Acknowledgements: These exercises are based on the materials prepared by Prof. Michael Franke

Exercise 1: Common probability distributions in R

The goal of this exercise is to get more comfortable with probability distributions in R, using functions like rnorm and dbinom.

Binomial distribution

Plot the binomial distribution

Random variable \(K\) follows a binomial distribution, so that \(k \sim \text{Binom}(\theta, N)\), where \(\theta\) is the bias towards heads (= success, number 1) and \(N\) is the number of coin tosses (trials). Plot the probability mass function for \(0 \le k \le N\) on the \(x\)-axis, for each one of the four values \(\theta \in \{0.2, 0.5, 0.7, 0.9\}\), keeping \(N=24\) fixed. Use a facet plot. The outcome should look roughly like the plot below.

expand_grid(
  k = 0:24,
  theta = c(0.2, 0.5, 0.7, 0.9)
) %>% 
  mutate(
    lh = dbinom(k, 24, theta),
    theta = str_c("theta = ", theta)
  ) %>% 
  ggplot(aes(x = k, y = lh)) +
  geom_col() +
  facet_wrap(~theta, ncol = 2) +
  labs(
    x = latex2exp::TeX("Number of heads $k$"),
    y = "Likelihood of observation"
  )

Interpret the plot

Describe in one concise sentence what one of the four faceted plot shows. For example (but totally wrong): “The graphs in each facet show the prior probability of latent parameter \(k\) for data observations from different conditions.”

Cumulative probability

Calculate the probability of observing no more than 7 successes for \(N= 24\) and each \(\theta \in \{0.2, 0.5, 0.7, 0.9\}\).

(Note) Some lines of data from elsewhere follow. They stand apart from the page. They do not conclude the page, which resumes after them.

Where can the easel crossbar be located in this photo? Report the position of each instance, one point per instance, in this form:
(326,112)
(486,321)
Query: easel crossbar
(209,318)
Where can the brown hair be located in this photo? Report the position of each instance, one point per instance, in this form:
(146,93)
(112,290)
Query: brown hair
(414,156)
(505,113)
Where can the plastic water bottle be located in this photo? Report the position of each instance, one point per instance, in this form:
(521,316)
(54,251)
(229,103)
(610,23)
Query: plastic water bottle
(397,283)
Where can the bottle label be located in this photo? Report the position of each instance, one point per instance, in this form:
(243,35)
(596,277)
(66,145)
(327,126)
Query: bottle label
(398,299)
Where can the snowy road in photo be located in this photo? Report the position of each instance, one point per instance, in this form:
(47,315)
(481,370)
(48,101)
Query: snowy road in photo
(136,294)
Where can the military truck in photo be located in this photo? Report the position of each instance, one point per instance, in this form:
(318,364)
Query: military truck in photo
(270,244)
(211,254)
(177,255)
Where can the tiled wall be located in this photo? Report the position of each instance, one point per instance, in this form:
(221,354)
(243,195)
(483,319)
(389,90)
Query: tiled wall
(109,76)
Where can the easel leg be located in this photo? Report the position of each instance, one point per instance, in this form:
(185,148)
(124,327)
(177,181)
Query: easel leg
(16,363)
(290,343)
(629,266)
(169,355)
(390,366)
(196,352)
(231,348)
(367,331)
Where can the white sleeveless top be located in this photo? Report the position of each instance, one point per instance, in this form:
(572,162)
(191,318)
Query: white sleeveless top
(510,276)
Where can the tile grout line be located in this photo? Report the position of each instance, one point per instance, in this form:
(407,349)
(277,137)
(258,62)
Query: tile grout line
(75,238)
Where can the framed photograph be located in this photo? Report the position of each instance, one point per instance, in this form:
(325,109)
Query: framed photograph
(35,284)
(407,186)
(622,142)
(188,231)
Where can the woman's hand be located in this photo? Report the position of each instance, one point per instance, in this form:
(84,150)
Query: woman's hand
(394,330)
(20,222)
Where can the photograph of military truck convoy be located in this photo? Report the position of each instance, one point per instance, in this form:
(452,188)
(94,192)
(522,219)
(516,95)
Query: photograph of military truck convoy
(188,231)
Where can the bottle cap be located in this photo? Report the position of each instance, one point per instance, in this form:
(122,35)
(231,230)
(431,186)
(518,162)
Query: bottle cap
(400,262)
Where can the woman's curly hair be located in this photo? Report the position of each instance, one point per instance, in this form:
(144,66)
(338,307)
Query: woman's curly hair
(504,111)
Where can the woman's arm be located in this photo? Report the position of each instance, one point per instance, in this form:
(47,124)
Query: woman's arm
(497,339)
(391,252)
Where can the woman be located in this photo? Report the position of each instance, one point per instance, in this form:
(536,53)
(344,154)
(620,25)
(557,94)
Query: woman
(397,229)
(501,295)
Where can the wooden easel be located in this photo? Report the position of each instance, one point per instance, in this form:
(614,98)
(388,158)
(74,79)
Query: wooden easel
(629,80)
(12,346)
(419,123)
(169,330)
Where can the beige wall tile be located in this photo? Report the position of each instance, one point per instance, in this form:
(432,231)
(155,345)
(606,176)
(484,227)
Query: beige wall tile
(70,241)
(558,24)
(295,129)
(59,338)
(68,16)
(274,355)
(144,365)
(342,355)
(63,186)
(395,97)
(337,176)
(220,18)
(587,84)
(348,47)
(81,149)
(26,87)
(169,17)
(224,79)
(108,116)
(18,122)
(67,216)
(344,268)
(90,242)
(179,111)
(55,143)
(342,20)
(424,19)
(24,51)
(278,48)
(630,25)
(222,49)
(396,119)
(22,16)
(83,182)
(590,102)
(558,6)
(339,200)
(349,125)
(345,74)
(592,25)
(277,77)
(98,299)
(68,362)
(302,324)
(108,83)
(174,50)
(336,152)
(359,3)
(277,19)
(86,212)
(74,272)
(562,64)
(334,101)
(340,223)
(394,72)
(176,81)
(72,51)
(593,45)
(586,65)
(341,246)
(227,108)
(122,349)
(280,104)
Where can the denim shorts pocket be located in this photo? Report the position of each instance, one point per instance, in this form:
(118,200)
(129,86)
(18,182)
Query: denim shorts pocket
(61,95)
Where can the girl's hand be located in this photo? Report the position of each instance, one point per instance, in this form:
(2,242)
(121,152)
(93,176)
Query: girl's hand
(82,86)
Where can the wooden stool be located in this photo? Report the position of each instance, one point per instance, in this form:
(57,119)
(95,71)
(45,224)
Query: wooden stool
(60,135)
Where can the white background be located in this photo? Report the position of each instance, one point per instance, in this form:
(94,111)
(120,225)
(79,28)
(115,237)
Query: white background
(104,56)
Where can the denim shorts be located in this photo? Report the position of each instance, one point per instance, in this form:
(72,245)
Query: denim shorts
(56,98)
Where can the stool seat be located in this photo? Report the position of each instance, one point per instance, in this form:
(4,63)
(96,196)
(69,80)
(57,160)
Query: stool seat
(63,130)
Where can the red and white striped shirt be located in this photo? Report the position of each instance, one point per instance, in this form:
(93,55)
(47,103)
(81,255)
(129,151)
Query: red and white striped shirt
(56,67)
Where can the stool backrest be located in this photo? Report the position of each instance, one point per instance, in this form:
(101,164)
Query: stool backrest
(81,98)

theta <- c(0.2, 0.5, 0.7, 0.9)
pbinom(7, 24, theta)
## [1] 9.108287e-01 3.195733e-02 4.387079e-05 1.729516e-12

Normal distribution

Sample from the normal distribution and plot

Suppose variable \(X\) follows a normal distribution, so that \(x \sim \text{Norm}(\mu,\sigma)\) for some mean \(\mu\) and standard deviation \(\sigma\). For each combination of parameter values \(\mu \in \{0, 10\}\) and \(\sigma \in \{1,5\}\), take 10,000 random samples from \(X\). Plot the results as a histogram, using facets. The output could look roughly like the plot below.

n_samples = 10000
expand_grid(
  mu = c(0,10),
  sd = c(1,5),
  samples = 1
) %>% 
  nest(samples) %>% 
  group_by(mu, sd) %>% 
  mutate(
    samples = list(s = rnorm(10000,mu,sd))
  ) %>% 
  select(- data) %>% 
  unnest(samples)%>% 
  ungroup() %>% 
  mutate(
    mu = str_c("mu = ", mu),
    sd = str_c("sigma = ", sd)
  ) %>% 
  ggplot(aes(x = samples)) +
  geom_histogram() +
  facet_grid(mu ~ sd, scales = "free") 

Cumulative probability

Calculate the probability of observing an outcome of at least 0.5, \(P(X \ge 0.5)\), for each of the four parameter value combinations used above. The outcome of your calculation should be:

expand_grid(
  mu = c(0,10),
  sd = c(1,5)
) %>% 
  mutate(
    prob = 1 - pnorm(0.5, mu, sd)
  )
## # A tibble: 4 × 3
##      mu    sd  prob
##   <dbl> <dbl> <dbl>
## 1     0     1 0.309
## 2     0     5 0.460
## 3    10     1 1    
## 4    10     5 0.971

Explain these results

Explain the results from the previous task. Why do we see this ordering in the probability scores for different parameter pairs, e.g., why does \(\mu = 1\) and \(\sigma = 1\) score the lowest, followed by …, followed by … etc.?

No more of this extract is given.